Crafting Serverless ETL Pipeline Using AWS Glue and PySpark

Arpan Das 27 Dec, 2022

7 min read

This article was published as a part of the Data Science Blogathon.

Overview

ETL (Extract, Transform, and Load) is a very common technique in data engineering. It involves extracting the operational data from various sources, transforming it into a format suitable for business needs, and loading it into data storage systems.

Traditionally, ETL processes are run on servers, which require ongoing maintenance and manual intervention. However, with the rise of serverless technology, it is now possible to perform ETL without the need for dedicated servers. This is where AWS Glue and PySpark come into play.

AWS Glue is a fully managed ETL offering from AWS that makes it easy to manipulate and move data between various data stores. It can crawl data sources, identify data types and formats, and suggest schemas, making it easy to extract, transform, and load data for analytics.

PySpark is the Python wrapper of Apache Spark (which is a powerful open-source distributed computing framework widely used for big data processing).

How Do AWS Glue and PySpark Work?

Together, Glue and PySpark provide a powerful, serverless ETL solution that is easy to use and scalable. Here’s how it works:

First, Glue crawls your data sources to identify the data formats and suggest a schema. You can then edit and refine the schema as needed.
Next, you use PySpark to write ETL scripts that extract the data from the sources, transform it according to the schema, and load it into your data warehouse or other storage systems.
The PySpark scripts are then executed by Glue, which automatically scales up or down to handle the workload. This allows you to process large amounts of data without having to worry about managing servers or infrastructure.
Finally, Glue also provides a rich set of tools for monitoring and managing your ETL processes, including a visual workflow editor, job scheduling, and data lineage tracking.

The Usecase

In this use case, we will develop a sample data pipeline (Glue Job) using the AWS typescript SDK, which will read the data from a dynamo DB table, perform some data transformation using PySpark and write it into an S3 bucket in CSV format. DynamoDB is a fully managed NoSQL database service offered by AWS, which is easily scalable and used in multiple applications. On the other hand, S3 is a general-purpose storage offering by AWS.
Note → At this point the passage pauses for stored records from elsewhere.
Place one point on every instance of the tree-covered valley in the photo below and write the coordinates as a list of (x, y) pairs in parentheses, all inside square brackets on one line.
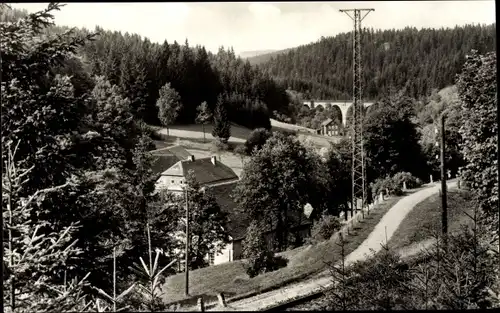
[(86, 227)]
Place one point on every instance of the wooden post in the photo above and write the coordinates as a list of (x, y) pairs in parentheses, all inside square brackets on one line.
[(443, 181), (201, 304), (187, 245), (222, 300)]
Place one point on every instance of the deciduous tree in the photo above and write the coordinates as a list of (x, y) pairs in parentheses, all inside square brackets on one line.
[(222, 127), (169, 105), (204, 116)]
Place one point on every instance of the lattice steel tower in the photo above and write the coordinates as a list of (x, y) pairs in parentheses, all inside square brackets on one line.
[(358, 158)]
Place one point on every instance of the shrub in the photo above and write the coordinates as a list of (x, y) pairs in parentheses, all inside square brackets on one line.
[(386, 184), (324, 228), (219, 146), (256, 139), (261, 259), (411, 181)]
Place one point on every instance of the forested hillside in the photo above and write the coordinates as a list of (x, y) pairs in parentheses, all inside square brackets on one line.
[(424, 59), (140, 68)]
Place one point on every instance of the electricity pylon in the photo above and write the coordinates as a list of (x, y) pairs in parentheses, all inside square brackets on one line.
[(358, 158)]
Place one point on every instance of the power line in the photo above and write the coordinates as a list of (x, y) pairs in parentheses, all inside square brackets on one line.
[(358, 159)]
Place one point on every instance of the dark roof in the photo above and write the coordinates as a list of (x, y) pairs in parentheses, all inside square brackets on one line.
[(165, 158), (328, 121), (204, 170), (238, 222), (163, 162), (179, 151)]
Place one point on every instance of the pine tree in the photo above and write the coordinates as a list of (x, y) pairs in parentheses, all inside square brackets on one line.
[(204, 116), (169, 105), (36, 261), (222, 126)]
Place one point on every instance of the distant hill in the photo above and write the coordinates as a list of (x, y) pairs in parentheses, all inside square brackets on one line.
[(251, 54), (265, 57), (420, 59)]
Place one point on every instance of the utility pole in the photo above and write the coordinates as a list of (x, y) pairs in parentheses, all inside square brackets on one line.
[(187, 242), (358, 161), (444, 218)]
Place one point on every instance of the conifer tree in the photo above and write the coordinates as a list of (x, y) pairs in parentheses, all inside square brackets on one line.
[(222, 127), (169, 105), (204, 116)]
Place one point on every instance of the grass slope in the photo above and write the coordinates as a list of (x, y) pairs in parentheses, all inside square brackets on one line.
[(425, 219), (304, 262), (418, 226)]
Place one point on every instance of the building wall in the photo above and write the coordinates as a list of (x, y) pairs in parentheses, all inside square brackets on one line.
[(170, 182), (226, 255)]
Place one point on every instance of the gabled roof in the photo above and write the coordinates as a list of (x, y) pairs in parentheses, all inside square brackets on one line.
[(177, 150), (204, 170), (238, 222), (326, 122), (163, 162), (165, 158)]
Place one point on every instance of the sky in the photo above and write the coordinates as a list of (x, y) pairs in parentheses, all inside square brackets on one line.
[(250, 26)]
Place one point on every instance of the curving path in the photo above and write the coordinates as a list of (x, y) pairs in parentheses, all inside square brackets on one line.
[(383, 231)]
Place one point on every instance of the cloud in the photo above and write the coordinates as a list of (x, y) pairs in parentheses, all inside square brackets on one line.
[(264, 11), (262, 26)]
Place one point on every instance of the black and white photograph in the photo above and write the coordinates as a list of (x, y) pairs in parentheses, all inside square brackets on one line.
[(249, 156)]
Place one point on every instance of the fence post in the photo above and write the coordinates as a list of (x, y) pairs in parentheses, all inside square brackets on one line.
[(222, 300), (201, 304)]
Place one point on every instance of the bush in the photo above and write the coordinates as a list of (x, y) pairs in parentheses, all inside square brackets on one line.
[(411, 181), (324, 228), (386, 184), (219, 145), (261, 259), (256, 139), (394, 184)]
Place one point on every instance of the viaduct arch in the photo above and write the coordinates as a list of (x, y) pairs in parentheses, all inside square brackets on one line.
[(342, 105)]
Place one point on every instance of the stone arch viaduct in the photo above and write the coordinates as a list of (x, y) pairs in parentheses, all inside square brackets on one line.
[(342, 105)]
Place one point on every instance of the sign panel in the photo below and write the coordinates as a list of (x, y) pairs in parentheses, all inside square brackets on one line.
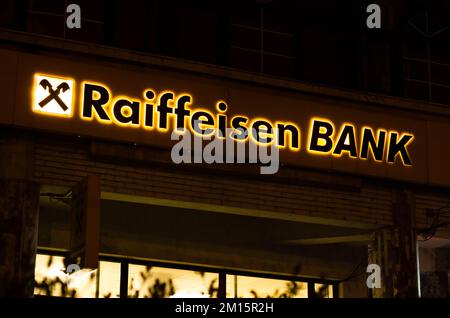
[(143, 105)]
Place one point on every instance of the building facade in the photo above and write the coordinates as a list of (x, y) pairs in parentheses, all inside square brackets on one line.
[(89, 179)]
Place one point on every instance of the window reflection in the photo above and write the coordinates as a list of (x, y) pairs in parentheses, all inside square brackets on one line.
[(323, 291), (109, 279), (51, 279), (256, 287), (161, 282)]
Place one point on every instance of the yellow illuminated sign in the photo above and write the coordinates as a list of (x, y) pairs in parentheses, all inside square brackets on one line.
[(166, 110)]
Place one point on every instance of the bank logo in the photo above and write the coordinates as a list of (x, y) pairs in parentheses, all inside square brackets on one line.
[(53, 95)]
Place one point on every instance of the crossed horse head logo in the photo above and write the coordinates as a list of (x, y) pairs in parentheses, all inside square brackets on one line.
[(53, 95)]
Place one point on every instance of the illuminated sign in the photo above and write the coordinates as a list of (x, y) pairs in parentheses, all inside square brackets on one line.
[(166, 111)]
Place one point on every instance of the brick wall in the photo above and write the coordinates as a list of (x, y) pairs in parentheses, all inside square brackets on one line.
[(65, 163)]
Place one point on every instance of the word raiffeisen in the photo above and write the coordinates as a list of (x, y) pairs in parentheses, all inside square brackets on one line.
[(166, 111)]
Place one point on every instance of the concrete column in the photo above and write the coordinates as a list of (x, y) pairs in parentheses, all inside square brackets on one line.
[(434, 272), (19, 206)]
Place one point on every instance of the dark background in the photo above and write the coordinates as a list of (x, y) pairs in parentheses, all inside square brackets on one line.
[(320, 41)]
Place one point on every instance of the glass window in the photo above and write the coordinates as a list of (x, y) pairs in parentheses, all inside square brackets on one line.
[(51, 279), (160, 282), (323, 291), (256, 287), (109, 280)]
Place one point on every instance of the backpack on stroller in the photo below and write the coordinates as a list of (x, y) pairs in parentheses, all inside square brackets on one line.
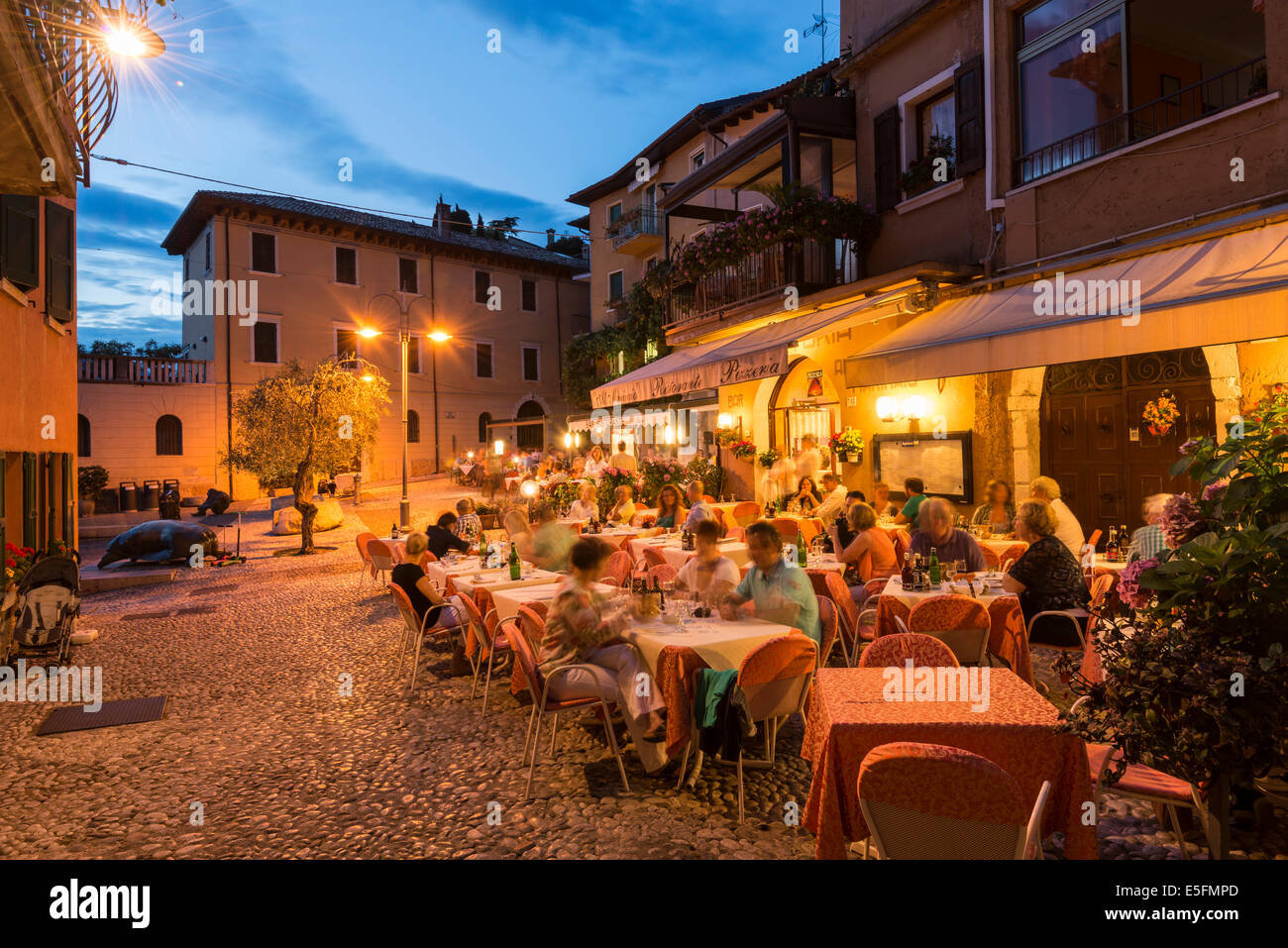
[(46, 613)]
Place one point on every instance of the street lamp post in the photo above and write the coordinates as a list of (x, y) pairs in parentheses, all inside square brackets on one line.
[(386, 305)]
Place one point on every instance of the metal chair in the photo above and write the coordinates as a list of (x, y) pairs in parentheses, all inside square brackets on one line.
[(984, 815), (776, 679), (542, 706)]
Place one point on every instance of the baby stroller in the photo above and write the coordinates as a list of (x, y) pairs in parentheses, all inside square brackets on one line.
[(47, 609)]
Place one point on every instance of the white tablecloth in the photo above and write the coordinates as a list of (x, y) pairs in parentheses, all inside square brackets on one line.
[(670, 549), (894, 587), (507, 600), (719, 643)]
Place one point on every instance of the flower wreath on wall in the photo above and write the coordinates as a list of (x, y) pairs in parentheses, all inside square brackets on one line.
[(1160, 414)]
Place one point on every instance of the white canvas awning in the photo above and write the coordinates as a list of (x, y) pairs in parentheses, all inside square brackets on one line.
[(1225, 288), (760, 353)]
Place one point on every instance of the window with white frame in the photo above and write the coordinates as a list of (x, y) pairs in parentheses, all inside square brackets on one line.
[(483, 368), (529, 355)]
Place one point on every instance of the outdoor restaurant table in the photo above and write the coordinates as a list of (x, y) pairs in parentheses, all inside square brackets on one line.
[(849, 716), (670, 548), (673, 655), (1008, 636)]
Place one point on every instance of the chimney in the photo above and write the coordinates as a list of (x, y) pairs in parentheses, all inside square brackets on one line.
[(441, 220)]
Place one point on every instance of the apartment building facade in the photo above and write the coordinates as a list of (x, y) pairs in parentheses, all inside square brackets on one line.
[(1020, 156), (485, 320), (59, 95)]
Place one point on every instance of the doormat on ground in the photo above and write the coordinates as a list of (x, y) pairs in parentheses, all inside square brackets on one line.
[(170, 613), (112, 712)]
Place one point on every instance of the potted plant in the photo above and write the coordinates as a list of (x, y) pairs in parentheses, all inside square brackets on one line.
[(1193, 651), (1160, 414), (848, 446), (919, 176), (90, 481)]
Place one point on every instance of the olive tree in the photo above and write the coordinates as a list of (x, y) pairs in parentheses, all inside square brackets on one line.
[(301, 423)]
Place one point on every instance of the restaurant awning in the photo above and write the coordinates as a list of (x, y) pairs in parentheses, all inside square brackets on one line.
[(760, 353), (1225, 288)]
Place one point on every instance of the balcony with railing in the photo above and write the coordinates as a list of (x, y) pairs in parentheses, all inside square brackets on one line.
[(1172, 111), (764, 274), (638, 231), (141, 369)]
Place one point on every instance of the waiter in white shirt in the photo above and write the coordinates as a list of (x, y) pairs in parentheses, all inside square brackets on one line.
[(1068, 530), (833, 498)]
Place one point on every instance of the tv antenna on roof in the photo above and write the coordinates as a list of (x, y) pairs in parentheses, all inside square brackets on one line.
[(823, 24)]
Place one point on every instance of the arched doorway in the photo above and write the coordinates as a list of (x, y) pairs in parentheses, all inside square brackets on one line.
[(1095, 443), (529, 436), (804, 402)]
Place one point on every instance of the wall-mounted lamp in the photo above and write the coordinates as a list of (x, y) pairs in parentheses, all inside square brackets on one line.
[(907, 408)]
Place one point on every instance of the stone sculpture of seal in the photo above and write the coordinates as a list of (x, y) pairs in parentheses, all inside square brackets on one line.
[(160, 541)]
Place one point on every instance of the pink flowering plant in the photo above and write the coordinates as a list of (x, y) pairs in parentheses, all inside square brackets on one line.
[(657, 474), (1193, 649), (795, 214)]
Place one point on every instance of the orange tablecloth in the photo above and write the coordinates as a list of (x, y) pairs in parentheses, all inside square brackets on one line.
[(849, 716), (1008, 638)]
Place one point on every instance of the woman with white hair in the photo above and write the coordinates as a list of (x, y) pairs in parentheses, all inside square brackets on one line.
[(1147, 541), (1068, 531)]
For simplicity, we can consider this as a use case for moving an application or transactional data to the data lake.

Project Structure

lib/cdk-workshop-stack.ts is where the CDK application’s main stack is defined. We will define the required AWS resources here.
bin/cdk-workshop.ts is the entry point or ‘main’ function of any CDK application. It will load the stack defined in lib/cdk-workshop-stack.ts.
package.json is the npm module manifest, which contains information like the name of the CDK application, version, dependencies, and different build scripts
cdk.json tells the toolkit how to run your CDK application. In our case, it will be "npx ts-node bin/cdk-workshop.ts"
stack-configuration.ts is used to maintain configuration-related details like the name of the table, glue job, etc.
assets/glue-cdk-asset-etl.py is the python script which runs from the glue job
tsconfig.json your project’s typescript configuration
.gitignore and .npmignore tell the package managers to include/exclude specific files from source control when publishing this module
node_modules is maintained by npm and includes your project’s dependencies.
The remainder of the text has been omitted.